I discovered yesterday that V loves being carried around on my arm while I'm crawling--something like the Mommy Gorilla version of babywearing. I have christened this the (go figure) "Mommy Gorilla" and so far the novelty hasn't worn off for either of us. I will tell you, though, that the size ratio of real mommy gorilla-to-baby gorilla is not quite the same as mine-to-V. V will outgrow the Mommy Gorilla soonly.

Anyway. Mommy Gorilla fell asleep yesterday afternoon with the phone in her hand (not unusual), and her hand under her body (not unusual) and when she woke up, the cell phone did not (unusual). Sooo, Mommy Gorilla took the phone to the Verizon guy, who said, "Yep, it'll never wake up again." An hour (!) later, Mommy Gorilla had stolen Daddy's upgrade date (an interesting Verizon perk on family plans) and had herself a new phone with all the data from her old phone restored...except, alas Horatio, the Bejewelled Twist game. It could not be salvaged. My all-time score had to be well above 4,000,000,000. My level achieved was sixty-something, or Twistmaster Omega. I was rockin' that sucker, man.

Probably not a bad thing that I lost the game when the phone died. And there you have it. Awesomest feature discovered so far on the phone--the charging cable is simple a USB, which plugs into a USB port on an AC wall plug when you want to use it for actual charging. Otherwise, the phone speaketh freely to the computadora. Hurrah!

Thursday, June 03, 2010

Left, or Something Like It

So, now I'm genuinely stumped with a couple of my students. Both of them, to one degree or another, are starting to have serious problems telling their right hand from their left.

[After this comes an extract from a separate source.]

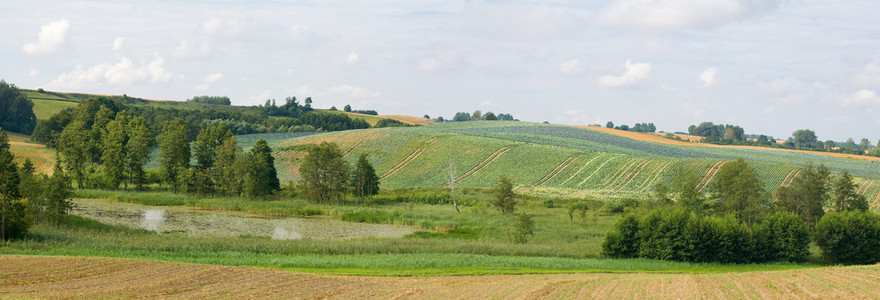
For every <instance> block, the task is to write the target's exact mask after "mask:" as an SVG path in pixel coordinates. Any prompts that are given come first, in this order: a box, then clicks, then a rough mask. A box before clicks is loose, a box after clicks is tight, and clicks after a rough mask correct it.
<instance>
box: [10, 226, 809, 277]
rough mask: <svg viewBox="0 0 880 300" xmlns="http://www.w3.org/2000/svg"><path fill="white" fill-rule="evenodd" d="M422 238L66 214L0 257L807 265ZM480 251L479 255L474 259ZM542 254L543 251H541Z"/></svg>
mask: <svg viewBox="0 0 880 300" xmlns="http://www.w3.org/2000/svg"><path fill="white" fill-rule="evenodd" d="M540 248H542V247H536V246H534V245H531V246H529V245H525V246H523V245H504V244H489V243H477V242H464V241H456V242H450V241H449V240H445V241H438V240H421V239H415V240H413V239H403V240H401V239H360V240H349V241H316V240H299V241H275V240H269V239H264V238H254V237H190V236H186V235H184V234H166V235H158V234H155V233H152V232H148V231H144V230H136V229H129V228H125V227H120V226H110V225H105V224H101V223H97V222H94V221H90V220H87V219H82V218H77V217H73V218H71V220H69V222H67V223H66V224H65V225H63V226H62V227H60V228H54V227H47V226H44V225H38V226H36V227H35V228H34V231H33V233H32V235H31V237H30V238H29V239H27V240H22V241H13V242H9V243H7V244H6V247H3V248H0V254H26V255H73V256H105V257H126V258H143V259H157V260H168V261H180V262H191V263H204V264H219V265H231V266H259V267H269V268H279V269H290V270H298V271H309V272H319V273H333V274H363V275H465V274H520V273H572V272H688V273H692V272H729V271H752V270H773V269H790V268H801V267H811V266H813V265H792V264H773V265H718V264H691V263H682V262H670V261H656V260H644V259H635V260H614V259H604V258H589V257H588V258H583V257H547V256H540V254H542V253H543V252H544V251H547V250H549V249H540ZM474 253H482V254H474ZM544 254H546V253H544Z"/></svg>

The first one I'm not as worried about, because he doesn't do it when he's relaxed. It seems like he gets stressed and defaults to playing with the right hand (or, if I ask him to move his left hand, he almost always moves his right hand). Not a huge worry.

This other one, though, the girl. So strange.

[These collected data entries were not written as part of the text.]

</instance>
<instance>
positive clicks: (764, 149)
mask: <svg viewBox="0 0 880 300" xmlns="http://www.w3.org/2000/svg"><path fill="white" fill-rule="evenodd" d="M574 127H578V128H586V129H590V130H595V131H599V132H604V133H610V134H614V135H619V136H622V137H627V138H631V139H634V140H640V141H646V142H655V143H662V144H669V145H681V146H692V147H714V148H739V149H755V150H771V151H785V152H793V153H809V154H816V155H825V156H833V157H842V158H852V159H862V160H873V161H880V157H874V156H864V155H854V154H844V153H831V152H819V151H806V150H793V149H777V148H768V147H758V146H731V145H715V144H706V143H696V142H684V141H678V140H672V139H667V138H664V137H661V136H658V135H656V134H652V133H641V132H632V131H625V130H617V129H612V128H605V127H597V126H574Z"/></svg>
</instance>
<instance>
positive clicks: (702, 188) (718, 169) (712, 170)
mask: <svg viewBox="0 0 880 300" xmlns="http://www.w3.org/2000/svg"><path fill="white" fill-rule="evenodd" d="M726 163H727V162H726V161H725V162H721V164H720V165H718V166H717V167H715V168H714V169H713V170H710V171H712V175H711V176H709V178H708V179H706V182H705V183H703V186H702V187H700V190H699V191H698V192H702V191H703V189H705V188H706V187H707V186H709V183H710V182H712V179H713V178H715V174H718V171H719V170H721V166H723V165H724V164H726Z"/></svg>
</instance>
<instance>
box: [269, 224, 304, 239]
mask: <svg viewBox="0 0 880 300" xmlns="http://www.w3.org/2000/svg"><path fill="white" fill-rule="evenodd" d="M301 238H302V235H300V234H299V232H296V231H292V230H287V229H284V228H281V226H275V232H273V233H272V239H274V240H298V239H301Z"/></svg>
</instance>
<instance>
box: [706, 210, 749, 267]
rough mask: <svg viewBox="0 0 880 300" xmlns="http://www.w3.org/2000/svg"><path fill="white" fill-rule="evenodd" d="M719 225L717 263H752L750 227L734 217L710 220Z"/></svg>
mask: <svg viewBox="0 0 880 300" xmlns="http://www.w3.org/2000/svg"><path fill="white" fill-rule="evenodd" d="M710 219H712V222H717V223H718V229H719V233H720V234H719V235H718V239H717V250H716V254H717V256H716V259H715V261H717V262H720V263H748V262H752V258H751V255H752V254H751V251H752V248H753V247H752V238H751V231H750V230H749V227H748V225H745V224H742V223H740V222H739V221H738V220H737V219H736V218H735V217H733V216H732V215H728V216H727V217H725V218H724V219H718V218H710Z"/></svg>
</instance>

She will transpose a line of music (to the correct set of notes! this is what blows my teeny little mind!) from the left hand to the right hand, or from bass to treble clef if you prefer, and back without batting an eyelash. I cannot for the life or me figure out where this habit comes from. It is because they are used to using just one hand at a time for the duration of a piece? Am I making them that nervous?

Granted, she is coming to me from a couple of years' experience playing the clarinet (nothing else before that) so the concept of reading one line at a time is throwing her for a loop. Perhaps running back to a "single line" mentality is begetting this hand switching. The one-line thing is funny, too, by the way. Today she kept pausing in the oddest fashion, in strange places, and I finally stopped her and I'm like "Child, why are you stopping?" And she said, "I'm counting the rests!"

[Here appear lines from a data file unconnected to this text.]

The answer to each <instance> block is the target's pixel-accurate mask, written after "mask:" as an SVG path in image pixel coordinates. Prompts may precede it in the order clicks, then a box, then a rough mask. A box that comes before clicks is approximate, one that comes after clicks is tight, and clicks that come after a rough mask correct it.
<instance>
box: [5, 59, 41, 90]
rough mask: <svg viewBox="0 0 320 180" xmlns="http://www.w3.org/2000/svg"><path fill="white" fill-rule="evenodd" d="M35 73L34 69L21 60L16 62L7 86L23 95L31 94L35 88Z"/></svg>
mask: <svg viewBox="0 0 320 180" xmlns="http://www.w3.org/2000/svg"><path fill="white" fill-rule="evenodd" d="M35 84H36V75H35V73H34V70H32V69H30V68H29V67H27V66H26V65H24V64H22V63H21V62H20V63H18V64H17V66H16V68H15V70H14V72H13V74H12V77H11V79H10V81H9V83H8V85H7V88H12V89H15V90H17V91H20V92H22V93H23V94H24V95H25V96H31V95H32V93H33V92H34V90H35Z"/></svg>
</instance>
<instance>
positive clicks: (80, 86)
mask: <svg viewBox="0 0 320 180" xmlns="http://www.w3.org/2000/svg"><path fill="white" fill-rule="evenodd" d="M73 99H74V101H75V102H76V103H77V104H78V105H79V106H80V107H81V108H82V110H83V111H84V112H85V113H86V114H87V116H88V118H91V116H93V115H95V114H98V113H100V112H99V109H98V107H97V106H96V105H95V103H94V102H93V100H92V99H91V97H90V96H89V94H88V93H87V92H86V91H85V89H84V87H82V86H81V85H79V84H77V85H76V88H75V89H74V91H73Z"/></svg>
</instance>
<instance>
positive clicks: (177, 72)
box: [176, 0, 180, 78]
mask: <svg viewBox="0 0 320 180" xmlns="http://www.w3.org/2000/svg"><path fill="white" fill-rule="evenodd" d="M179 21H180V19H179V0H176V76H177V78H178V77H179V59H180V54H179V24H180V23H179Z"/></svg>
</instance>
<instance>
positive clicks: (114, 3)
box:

Sure enough, every time she got to the end of a line [in the treble clef] she went back to count out all the bass clef rests that had been going on during the right hand melody, as if each individual line of the grand staff were to be read like single-line band music.

I'm figuring it out. One half of my brain at a time.

Tuesday, June 01, 2010

Momicure

Nothing like cutting your finger [and toe--yuk!!] nails over a trash bag in the front seat of a car while heading down the interstate. There just wasn't time to do it before. I was busy cutting other people's nails.

Spent a fun, packed weekend up in the Deep North, after declaring at noon on Friday, "Quick, let's go before I change my mind." Too much there to blog at the moment.

Am annoyed that the traffic feed does not allow me to adjust settings to ignore my own IP. This is irritating, as it shows every time I visit my own blog, which would be just about every time I open my browser window, as the blog happens to be my homepage. If I can't figure out how to recify that problem, I'm going to delete the fun traffic feed because the issues are just, well, annoying.

Also, I cannot believe it is June. I mean, wowie zowie. Last year at this time I was back in Tennessee, I think, for a little while before I came home to spend a couple weeks with my sister. I only stayed a week, as I recall, before Joeba called and demanded that I return to Fort Sill (which I did, posthaste). We were here long enough to go for a couple bike rides, and for me to visit the doctor, but that was pretty much it.